Colescott beat out 17 applicants to snare the honor. He is also the first painter to capture the American slot since Jasper Johns was selected in 1988 - a fact that speaks to a Biennale known for favoring very avant-garde, nontraditional mediums over conventional canvas painting.
Speaking from his home and studio in Tucson, Ariz., the silver-haired Colescott is thrilled.
"I was not chosen because I am a black artist - that is a fact that has an inevitable bearing on my art, my life, how I see the world - but I would hope that I was chosen on the quality of the work," he says.
Venice Biennale's tradition
Now 101 years old, the Venice Biennale invites representatives from 27 countries and world regions to display the best of their art.
Every other year, each country's most respected arts professionals evaluate proposals, mount an exhibition of entries from June to October, and then select a grand-prize winner.
This undisputed plum for Colescott is not without its blemishes. In more than 100 years of the Biennale's existence, a black artist has never been chosen to represent the US - despite the longtime presence of gifted black artists like Colescott, sculptor Martin Puryear, and assemblagist Betye Saar.
One thing is certain: Colescott was definitely not chosen because he makes polite or emotionally neutral mainstream art. His large figurative works, built from raw paint quickly worked in deep, almost assaultive colors, are painted in a caricaturish, biting style and have been likened (somewhat incorrectly) to Pop Art. This may be because the artist's buxom blondes, his nondescript, multiethnic heroes, and their sidekicks look cartoonish and sport comic-strip bubbles over their heads spelling out loaded non sequiturs in street slang like "No mo' buffalo."

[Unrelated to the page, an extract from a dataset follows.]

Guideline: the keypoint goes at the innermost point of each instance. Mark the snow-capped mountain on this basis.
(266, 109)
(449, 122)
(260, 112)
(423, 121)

It looks Pop-like, but Colescott's work is more accurately aligned with the roots of German Expressionism, that school of art appropriating crude, often graphic common culture to take a visceral punch at human foibles and social ills.
And deliver a punch Colescott does, at race, sexuality, at Shakespeare's pigeon-holing of dark-skinned archetypes like Othello and Cleopatra, at history's whitewashing of written record, at the superficial presumptions that underlie our favorite role myths from Cinderella to George Washington.
Path to painting
Colescott was born in Berkeley, Calif., to an artistic family that encouraged him in the unlikely pursuit of art at a time when blacks were fortunate to get menial jobs.
The artist's father was a classical violinist who resorted to waiting tables. Colescott got a BA and an MA from the University of California, Berkeley, and in 1949 went off to study with noted modernist Fernand Lger in Paris.
Through the 1960s, Colescott lived between Paris and Cairo, slowly molding the wry, mordant work that won him this Biennale honor. Today Colescott is represented by some of the most blue-chip international galleries, and is regent's professor of painting at the University of Arizona, Tucson.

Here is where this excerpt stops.